Evil, then, must be revealed for all it is, and horror stories can and should help us with that unveiling. Through them, we can find many of our ideas about evil are mistaken, even as we can find many of them are affirmed. We can seee in them the dangers which evil present to the world, but also the way the world can and does endure all the horrors given to it. We learn that there is psychological horror, where we risk becoming a monster ourselves, even as there is a cosmic horror, where the greatness of being itself is being attacked by the chaotic abyss. Moreover, there is also religious horror, where religion can be both a force for good as it is used to confront and overcome some particular horror, but it can also be a force for evil itself, as the pretense of holiness can create its own monsters. “For immoderate abstinence breeds in an arrogant boastfulness, which has no foundation; and, besides, it produces many terrors, which appear to be holy, but are not.”[3]
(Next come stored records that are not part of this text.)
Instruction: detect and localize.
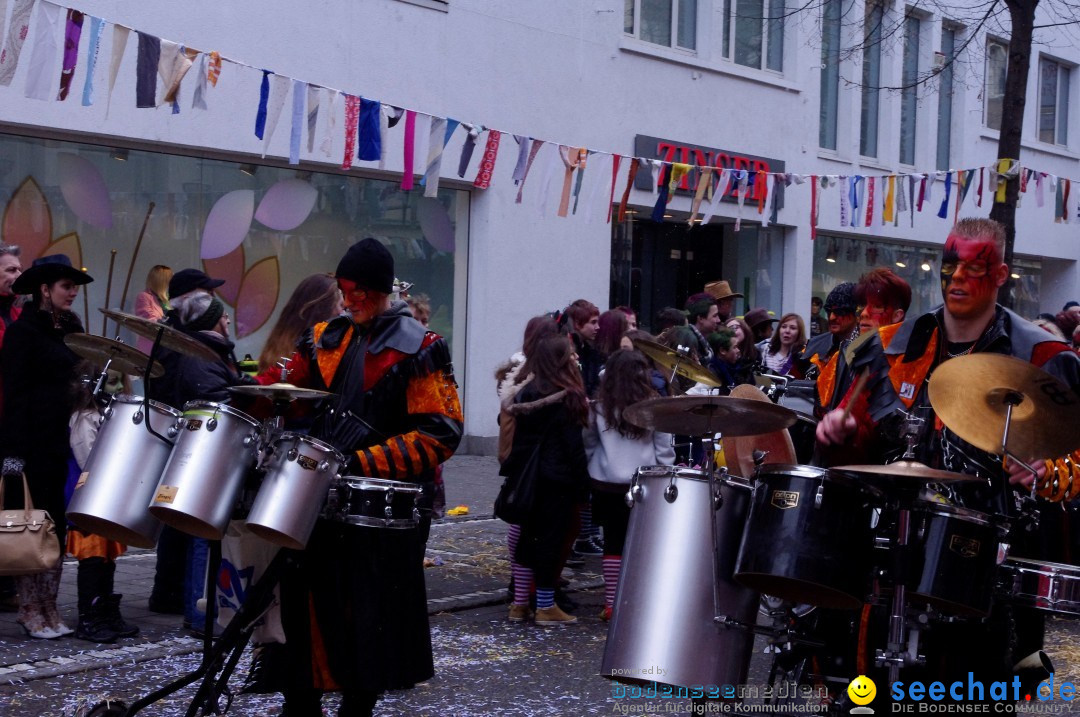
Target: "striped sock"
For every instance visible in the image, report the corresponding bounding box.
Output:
[604,555,622,608]
[537,587,555,610]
Horror stories should not to be dismissed because they deal with and reflect upon evil, as if they are themselves that evil. Rather, horror as a genre should be seen as an apocalyptic genre, one which not only shows what we are facing, but also gives up hope in all the terror, as they can show ways in which the light of goodness can and will resist evil. To be sure, sometimes, the victory of the good will merely be shown in the way it endures and finds a way to prevent itself from being snuffed out by some monstrous evil. But that is still a victory, and one which allows for other, further victories. Once any particular victory has occurred, healing then can take place. Thus, horror stories, far from supporting and promoting evil, actually help us see the limit of evil, the limit of even the most dark and dangerous evil, showing that in the end, evil can be overcome, and that all such evil, even the most powerful can, has its power, not from itself, but from distortion of what is good and beautiful. That revelation can and will then help us understand, in the eschatological sense, how evil is overcome by the incarnation. The story of the incarnation is, in its way, the ultimate horror story, as the God-man is killed and suffers the pains and sorrows, indeed, the horrors of the dead only to show that such horror can and will come to an end by the revelation of Jesus’ resurrection from  the dead. In the story of the God-man, we are shown that all the horrors found around us, all the demons and powers of darkness, will lead to their own doing. When they were at their greatest power, they led Jesus to the cross, and had him executed, and in the process, exhausted all their power, so that their apparent victory became their defeat, death overcame death, and what came forth was a good which would no longer suffer under their nihilistic hatred.


[1] Sergius Bulgakov, Bride of the Lamb. Trans. Boris Jakim (Grand Rapids, MI: William B. Eerdmans Publishing Company, 2002), 170.

[2] S. L. Frank, The Unknowable: An Ontological Introduction To The Philosophy of Religion. Trans. Boris Jakim (Brooklyn, NY: Angelico Press, 2020), 196.

[3] St. Hildegard of Bingen, “Letter 234” in The Letters of Hildegard of Bingen. Volume III. Trans. Joseph L Baird and Radd K Ehrman (Oxford: Oxford University Press, 2004), 33.